How much of the array/balloon has been recovered?
National Security Council spokesman John Kirby noted on Monday that "the [Atlantic] debris field is about 15 football fields by 15 football fields square." Nevertheless, the government may be exaggerating the complexity of the recovery operation so as to deceive China as to what it has already recovered. Consider that the military had a lot of assets monitoring the balloon's trajectory and debris trail (this allows for the monitoring of hundreds of debris objects ranging from very small to large). The water where the debris landed is shallow, and water conditions are acceptable.

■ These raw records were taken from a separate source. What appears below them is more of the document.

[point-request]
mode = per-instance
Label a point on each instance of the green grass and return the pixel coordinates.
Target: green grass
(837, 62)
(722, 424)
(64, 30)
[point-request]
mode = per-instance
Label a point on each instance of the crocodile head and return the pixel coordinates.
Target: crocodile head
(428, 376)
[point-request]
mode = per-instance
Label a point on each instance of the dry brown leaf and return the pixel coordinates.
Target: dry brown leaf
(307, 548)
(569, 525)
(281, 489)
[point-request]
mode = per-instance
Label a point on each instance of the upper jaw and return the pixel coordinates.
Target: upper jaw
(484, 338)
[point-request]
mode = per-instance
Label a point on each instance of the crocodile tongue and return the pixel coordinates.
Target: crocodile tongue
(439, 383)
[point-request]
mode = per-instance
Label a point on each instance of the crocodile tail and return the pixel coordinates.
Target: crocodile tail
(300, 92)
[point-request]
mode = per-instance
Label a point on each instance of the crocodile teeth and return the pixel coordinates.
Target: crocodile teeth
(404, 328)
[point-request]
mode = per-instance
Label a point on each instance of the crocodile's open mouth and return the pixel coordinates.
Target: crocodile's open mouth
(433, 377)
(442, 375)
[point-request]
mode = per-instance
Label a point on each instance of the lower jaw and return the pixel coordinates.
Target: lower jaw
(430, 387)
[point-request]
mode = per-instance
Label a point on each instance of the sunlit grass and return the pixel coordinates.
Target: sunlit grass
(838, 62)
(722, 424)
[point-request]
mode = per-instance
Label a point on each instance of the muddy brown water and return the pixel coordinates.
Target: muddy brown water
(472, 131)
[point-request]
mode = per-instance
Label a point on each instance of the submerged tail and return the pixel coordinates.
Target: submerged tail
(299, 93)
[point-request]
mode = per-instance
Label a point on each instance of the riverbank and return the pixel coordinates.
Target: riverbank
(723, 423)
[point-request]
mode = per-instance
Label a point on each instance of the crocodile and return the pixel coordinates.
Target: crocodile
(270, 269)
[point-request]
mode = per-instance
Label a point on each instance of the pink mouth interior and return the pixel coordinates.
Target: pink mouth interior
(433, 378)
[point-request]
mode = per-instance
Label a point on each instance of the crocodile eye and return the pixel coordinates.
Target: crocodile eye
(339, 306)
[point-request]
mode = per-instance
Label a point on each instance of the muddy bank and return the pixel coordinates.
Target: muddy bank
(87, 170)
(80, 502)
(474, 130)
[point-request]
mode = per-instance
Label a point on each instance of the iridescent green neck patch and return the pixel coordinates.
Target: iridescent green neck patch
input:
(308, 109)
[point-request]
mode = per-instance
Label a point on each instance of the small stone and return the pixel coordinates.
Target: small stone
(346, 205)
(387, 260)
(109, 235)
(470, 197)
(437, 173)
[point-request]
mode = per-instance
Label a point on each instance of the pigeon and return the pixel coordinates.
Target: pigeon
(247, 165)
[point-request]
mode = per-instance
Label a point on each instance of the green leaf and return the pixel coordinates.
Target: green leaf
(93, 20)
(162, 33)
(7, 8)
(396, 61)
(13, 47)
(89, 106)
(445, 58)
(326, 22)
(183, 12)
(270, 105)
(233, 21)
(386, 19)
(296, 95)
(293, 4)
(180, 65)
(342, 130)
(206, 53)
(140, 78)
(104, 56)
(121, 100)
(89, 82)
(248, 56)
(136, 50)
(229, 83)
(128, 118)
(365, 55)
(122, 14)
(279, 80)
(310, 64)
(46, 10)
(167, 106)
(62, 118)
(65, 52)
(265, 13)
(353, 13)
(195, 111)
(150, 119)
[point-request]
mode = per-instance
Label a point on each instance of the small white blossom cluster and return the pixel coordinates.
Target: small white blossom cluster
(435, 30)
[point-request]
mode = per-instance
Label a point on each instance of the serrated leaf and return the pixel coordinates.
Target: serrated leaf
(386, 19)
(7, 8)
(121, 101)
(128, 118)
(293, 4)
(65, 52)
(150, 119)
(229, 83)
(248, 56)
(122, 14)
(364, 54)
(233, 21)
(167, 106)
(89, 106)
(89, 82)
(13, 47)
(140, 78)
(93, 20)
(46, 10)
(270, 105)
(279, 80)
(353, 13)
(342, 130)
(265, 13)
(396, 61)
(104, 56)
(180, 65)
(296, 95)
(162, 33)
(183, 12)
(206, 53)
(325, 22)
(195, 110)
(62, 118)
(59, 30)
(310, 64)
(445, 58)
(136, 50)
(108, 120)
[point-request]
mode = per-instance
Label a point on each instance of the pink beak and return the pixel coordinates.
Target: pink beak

There's another positive to note — namely, that the Air Force's 27th Fighter Squadron and its sister 94th Fighter Squadron serve as a key element of the nation's air dominance rapid response force. That an F-22 so ably accomplished this shootdown will, at least at the margin, boost the morale and confidence of U.S. fast jet forces globally. As the likelihood grows of a near-term conflict with China over Taiwan, this consideration carries real importance.
WHAT CHINA'S BALLOON WAS DOING
Also praiseworthy was the military's effort to jam the balloon's communications and controls. Any other nation would struggle to provide the persistent and wide-ranging capabilities entailed by this full-spectrum disruption. This effort mitigated the intelligence-gathering value that the balloon produced, thus shifting its technical cost-benefit appraisal firmly into the cost category for Beijing (the balloon's political intelligence value is another consideration altogether).
There are negatives.
Senior military officials have clearly been playing a deliberate bureaucratic rearguard covering operation with regard to the broader Chinese balloon concern. This bears note in relation to previous incidents that we're just now learning about. These incidents were not reported to Trump administration officials and included apparent Chinese balloon incursions over Guam, Hawaii, and the coastal areas of the continental United States. The military says that its failures to detect, deal with, and brief on those incursions are down to the balloons being hard to detect. They say some balloons were originally classified as UFOs.
These are weak excuses. America's military and intelligence community have long been aware of China's spy balloons, their capabilities, and Beijing's strategic employment of them. Moreover, as I reported on Monday, the People's Liberation Army explicitly uses the stigma over UFOs as a useful cover for its balloon operations. The PLA's own website describes how "many national and military studies have found that experimental stratospheric balloons are emerging as viable, capable alternatives to aerial weapons that are less likely to be detected by enemy air defenses or often mistaken for UFOs."
It is thus inexcusable that senior military officers continue to take the view that "UFOs," whether of the truly unconventional kind, the Chinese spy balloon kind, or the drone kind, can be a catch-all excuse for higher tolerance of air defense mission failure. Congress should call the relevant active and former combatant commanders to testify on what they did and did not do during previous balloon incidents.
Ultimately, the balloon is down, and its debris is in U.S. hands. That's obviously a good thing. At the tactical level, the military performed superbly during this incident. At the strategic level, however, some harder questions must be asked.